Multi-Energy X-ray Computed Tomography (MECT) is a non-destructive scanning technology in which multiple energyselective measurements of the X-ray attenuation can be obtained. This provides more information about the chemical composition of the scanned materials than single-energy technologies and potential for more reliable detection of explosives. We study the problem of discriminating between explosives and non-explosives using low-dimensional features extracted from the high-dimensional attenuation versus energy curves of materials. We study various linear dimensionality reduction methods and demonstrate that the detection performance can be improved by using more than two features and when using features different than the standard photoelectric and Compton coefficients. This suggests the potential for improved detection performance relative to conventional dual-energy X-ray systems.

Paper Details

Date Published: 7 February 2011
PDF: 7 pages
Proc.
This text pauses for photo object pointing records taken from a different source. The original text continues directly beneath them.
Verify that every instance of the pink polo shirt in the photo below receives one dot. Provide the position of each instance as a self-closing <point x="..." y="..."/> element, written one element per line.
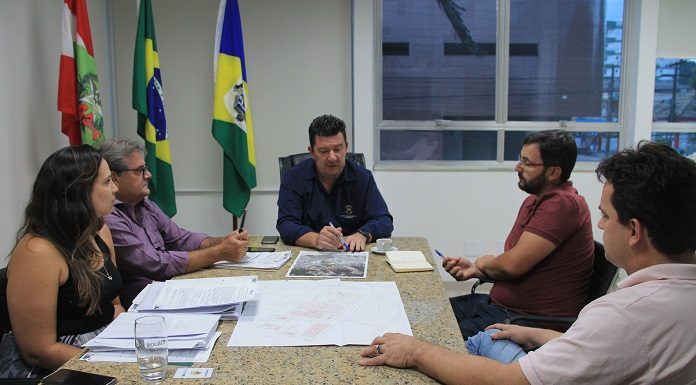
<point x="641" y="334"/>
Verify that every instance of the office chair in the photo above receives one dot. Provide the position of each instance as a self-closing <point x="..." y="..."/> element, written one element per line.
<point x="603" y="276"/>
<point x="287" y="162"/>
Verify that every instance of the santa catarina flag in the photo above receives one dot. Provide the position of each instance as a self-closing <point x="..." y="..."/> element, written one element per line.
<point x="78" y="83"/>
<point x="232" y="124"/>
<point x="148" y="101"/>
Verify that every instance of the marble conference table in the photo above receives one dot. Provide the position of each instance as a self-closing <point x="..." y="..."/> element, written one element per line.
<point x="425" y="302"/>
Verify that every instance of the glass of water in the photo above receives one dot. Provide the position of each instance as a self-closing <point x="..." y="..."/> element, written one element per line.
<point x="151" y="347"/>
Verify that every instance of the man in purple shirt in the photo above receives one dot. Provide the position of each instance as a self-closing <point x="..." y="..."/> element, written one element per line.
<point x="149" y="245"/>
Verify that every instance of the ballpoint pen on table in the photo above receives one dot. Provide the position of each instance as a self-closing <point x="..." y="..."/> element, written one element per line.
<point x="343" y="241"/>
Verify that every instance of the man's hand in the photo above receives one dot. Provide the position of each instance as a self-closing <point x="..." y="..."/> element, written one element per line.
<point x="528" y="338"/>
<point x="460" y="268"/>
<point x="329" y="239"/>
<point x="234" y="246"/>
<point x="356" y="242"/>
<point x="395" y="349"/>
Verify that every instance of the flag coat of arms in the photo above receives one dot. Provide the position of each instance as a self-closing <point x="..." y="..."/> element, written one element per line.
<point x="232" y="123"/>
<point x="148" y="101"/>
<point x="78" y="84"/>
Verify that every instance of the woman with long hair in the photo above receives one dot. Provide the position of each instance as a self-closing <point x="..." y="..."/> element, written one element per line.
<point x="62" y="282"/>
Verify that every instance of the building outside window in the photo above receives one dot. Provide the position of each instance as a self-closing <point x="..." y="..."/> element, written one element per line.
<point x="466" y="80"/>
<point x="674" y="105"/>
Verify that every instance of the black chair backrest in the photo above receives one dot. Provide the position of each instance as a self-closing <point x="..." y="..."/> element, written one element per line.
<point x="287" y="162"/>
<point x="603" y="274"/>
<point x="4" y="313"/>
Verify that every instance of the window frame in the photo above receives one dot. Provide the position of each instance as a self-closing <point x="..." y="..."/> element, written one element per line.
<point x="501" y="124"/>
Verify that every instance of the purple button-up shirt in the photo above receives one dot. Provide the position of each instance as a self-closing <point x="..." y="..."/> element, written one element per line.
<point x="149" y="246"/>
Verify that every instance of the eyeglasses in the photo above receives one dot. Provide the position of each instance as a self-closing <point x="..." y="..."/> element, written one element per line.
<point x="526" y="163"/>
<point x="140" y="170"/>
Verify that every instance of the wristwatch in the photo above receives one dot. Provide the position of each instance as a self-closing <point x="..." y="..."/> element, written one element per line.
<point x="368" y="236"/>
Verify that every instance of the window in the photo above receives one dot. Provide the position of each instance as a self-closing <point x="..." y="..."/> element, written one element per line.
<point x="466" y="80"/>
<point x="674" y="104"/>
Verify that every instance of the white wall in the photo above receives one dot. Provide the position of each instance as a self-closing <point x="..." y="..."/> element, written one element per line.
<point x="677" y="29"/>
<point x="299" y="64"/>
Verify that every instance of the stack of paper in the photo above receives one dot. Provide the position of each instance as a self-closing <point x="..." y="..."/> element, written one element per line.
<point x="224" y="296"/>
<point x="189" y="337"/>
<point x="406" y="261"/>
<point x="257" y="261"/>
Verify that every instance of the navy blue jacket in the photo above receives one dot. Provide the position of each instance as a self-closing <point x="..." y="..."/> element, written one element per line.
<point x="355" y="203"/>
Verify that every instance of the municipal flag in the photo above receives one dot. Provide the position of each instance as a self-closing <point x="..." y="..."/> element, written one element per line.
<point x="232" y="124"/>
<point x="79" y="98"/>
<point x="148" y="101"/>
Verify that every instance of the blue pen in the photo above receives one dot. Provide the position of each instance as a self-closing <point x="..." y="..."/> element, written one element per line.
<point x="343" y="241"/>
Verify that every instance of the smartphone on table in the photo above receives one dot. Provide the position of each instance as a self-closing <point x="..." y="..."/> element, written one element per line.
<point x="70" y="377"/>
<point x="269" y="239"/>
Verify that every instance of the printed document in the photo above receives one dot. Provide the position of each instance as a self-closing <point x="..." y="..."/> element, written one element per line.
<point x="327" y="312"/>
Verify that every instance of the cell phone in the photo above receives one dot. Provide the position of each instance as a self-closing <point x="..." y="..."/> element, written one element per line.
<point x="269" y="239"/>
<point x="74" y="377"/>
<point x="254" y="249"/>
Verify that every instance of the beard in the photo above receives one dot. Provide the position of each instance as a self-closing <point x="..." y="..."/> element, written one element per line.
<point x="532" y="186"/>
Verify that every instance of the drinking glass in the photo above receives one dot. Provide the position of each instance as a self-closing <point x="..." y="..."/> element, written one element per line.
<point x="151" y="347"/>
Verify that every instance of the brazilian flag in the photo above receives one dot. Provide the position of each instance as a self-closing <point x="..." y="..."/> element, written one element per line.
<point x="148" y="101"/>
<point x="232" y="124"/>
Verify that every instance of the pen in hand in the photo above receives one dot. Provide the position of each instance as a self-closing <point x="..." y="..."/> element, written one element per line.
<point x="343" y="241"/>
<point x="241" y="225"/>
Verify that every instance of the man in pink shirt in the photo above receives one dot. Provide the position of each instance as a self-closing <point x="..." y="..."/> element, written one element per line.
<point x="642" y="333"/>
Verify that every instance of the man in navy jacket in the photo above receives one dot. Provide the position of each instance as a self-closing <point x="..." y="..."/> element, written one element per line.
<point x="326" y="197"/>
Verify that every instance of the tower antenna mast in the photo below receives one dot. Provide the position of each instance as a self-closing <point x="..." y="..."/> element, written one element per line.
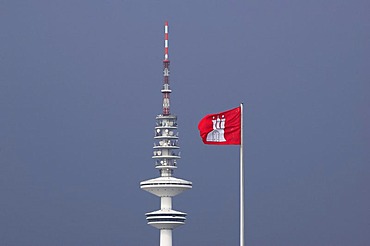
<point x="166" y="74"/>
<point x="166" y="154"/>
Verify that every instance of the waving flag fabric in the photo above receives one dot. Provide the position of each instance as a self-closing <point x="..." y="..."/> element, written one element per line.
<point x="221" y="128"/>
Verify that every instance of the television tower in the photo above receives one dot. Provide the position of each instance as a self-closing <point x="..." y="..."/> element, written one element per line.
<point x="166" y="153"/>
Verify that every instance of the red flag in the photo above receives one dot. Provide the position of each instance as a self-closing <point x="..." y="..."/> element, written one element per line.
<point x="221" y="128"/>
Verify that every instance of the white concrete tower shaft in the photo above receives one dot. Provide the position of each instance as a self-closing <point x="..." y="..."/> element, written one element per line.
<point x="166" y="154"/>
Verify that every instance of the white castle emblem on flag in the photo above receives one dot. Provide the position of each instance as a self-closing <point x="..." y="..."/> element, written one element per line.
<point x="217" y="135"/>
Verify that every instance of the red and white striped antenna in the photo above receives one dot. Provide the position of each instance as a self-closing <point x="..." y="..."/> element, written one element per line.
<point x="166" y="40"/>
<point x="166" y="73"/>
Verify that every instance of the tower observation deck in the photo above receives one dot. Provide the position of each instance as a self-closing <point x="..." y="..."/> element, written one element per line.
<point x="165" y="155"/>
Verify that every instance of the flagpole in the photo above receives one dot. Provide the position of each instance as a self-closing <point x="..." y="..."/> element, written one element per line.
<point x="241" y="179"/>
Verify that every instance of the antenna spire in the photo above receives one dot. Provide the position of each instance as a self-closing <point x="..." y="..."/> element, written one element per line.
<point x="166" y="73"/>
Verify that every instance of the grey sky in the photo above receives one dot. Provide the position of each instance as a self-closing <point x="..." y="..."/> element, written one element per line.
<point x="80" y="88"/>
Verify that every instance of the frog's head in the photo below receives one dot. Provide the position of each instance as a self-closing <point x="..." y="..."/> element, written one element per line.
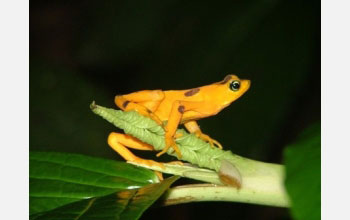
<point x="231" y="88"/>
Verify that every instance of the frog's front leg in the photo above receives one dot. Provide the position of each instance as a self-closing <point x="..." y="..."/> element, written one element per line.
<point x="177" y="110"/>
<point x="144" y="102"/>
<point x="120" y="142"/>
<point x="193" y="127"/>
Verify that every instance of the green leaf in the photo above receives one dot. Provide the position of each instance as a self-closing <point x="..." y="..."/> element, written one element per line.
<point x="127" y="204"/>
<point x="57" y="179"/>
<point x="303" y="170"/>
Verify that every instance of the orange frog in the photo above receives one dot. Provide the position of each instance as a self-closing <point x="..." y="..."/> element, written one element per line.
<point x="174" y="107"/>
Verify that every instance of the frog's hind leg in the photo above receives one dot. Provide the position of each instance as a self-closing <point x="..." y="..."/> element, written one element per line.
<point x="121" y="142"/>
<point x="144" y="102"/>
<point x="193" y="127"/>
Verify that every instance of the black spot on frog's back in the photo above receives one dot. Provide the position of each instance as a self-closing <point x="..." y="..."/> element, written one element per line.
<point x="181" y="109"/>
<point x="192" y="92"/>
<point x="227" y="78"/>
<point x="125" y="104"/>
SPIE 7873, Computational Imaging IX, 78730Q (7 February 2011); doi: 10.1117/12.888064
Show Author Affiliations
Limor Eger, Boston Univ. (United States)
Prakash Ishwar, Boston Univ. (United States)
W. Clem Karl, Boston Univ. (United States)
Homer Pien, Massachusetts General Hospital (United States)

Published in SPIE Proceedings Vol. 7873:
Computational Imaging IX
Charles A. Bouman; Ilya Pollak; Patrick J. Wolfe, Editor(s)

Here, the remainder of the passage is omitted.